Good grazing on land that drains well is the perfect environment for helping to keep hooves healthy.

Research has also shown that alfalfa actually increases the quality and quantity of horn growth, this being attributed to the highly available calcium and essential amino acids which are naturally contained in alfalfa. Also important are the B-range of vitamins – these being important for energy metabolism as well as growth and development.

Good grazing on land that drains well is the perfect environment for helping to keep hooves healthy. With the diversity of the English weather this is not easy to maintain for much of the year so it may be worth considering a little less turnout at certain times if your horse’s feet start to suffer.

Extremes of moisture compromise hoof health as the hoof expands and contracts as it takes in or loses moisture. It is constant and/or rapid changes between wetter and drier conditions, such as in cases where a horse is on a dry bed all night and then in a muddy field all day which is the most damaging to overall hoof health. Apart from increasing the risks of such things as mud fever, standing out in muddy fields is more likely to contribute to poor hoof health than promote it.

Frog Pressure

Frog pressure is important as it is the frog that literally is the heart of the foot pumping blood around and so providing the nutrients; however this must not be achieved by chopping the heels down as is sometimes seen! Plenty of walking on a firm roadway is the best way to stimulate the frog and stimulate growth or if a horse is confined to his stable, then a firm supportive bedding will help.
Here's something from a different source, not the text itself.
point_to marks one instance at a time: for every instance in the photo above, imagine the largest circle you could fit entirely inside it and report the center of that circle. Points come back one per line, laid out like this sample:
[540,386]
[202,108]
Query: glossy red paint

Much as your horse needs to be turned out, initially it may be necessary to restrict this to say a couple of hours a day rather than all day as the constant moving around causes the shoe and nails to move resulting in more cracking. Turn out in a small paddock would limit the risk of too much trotting and cantering about – walking is good. Thus why for horses with really bad feet, in-hand walking or turnout in a school is of so much benefit.

Shoeing

Natural balance shoes can be too heavy for some thoroughbreds and serve to weaken the horn you are trying to improve. Barefoot can possibly be an option but much further down the line as part of the process to going barefoot successfully is lots of walking exercise to do what is termed “conditioning the feet”. You should discuss feasible options with your farrier dependent upon general foot health and conformation and whether there are other considerations to be taken account of such as navicular syndrome.

It takes nine months for full hoof re-growth so you need to be patient but with perseverance you can do much to improve the so-called bad feet of your thoroughbred.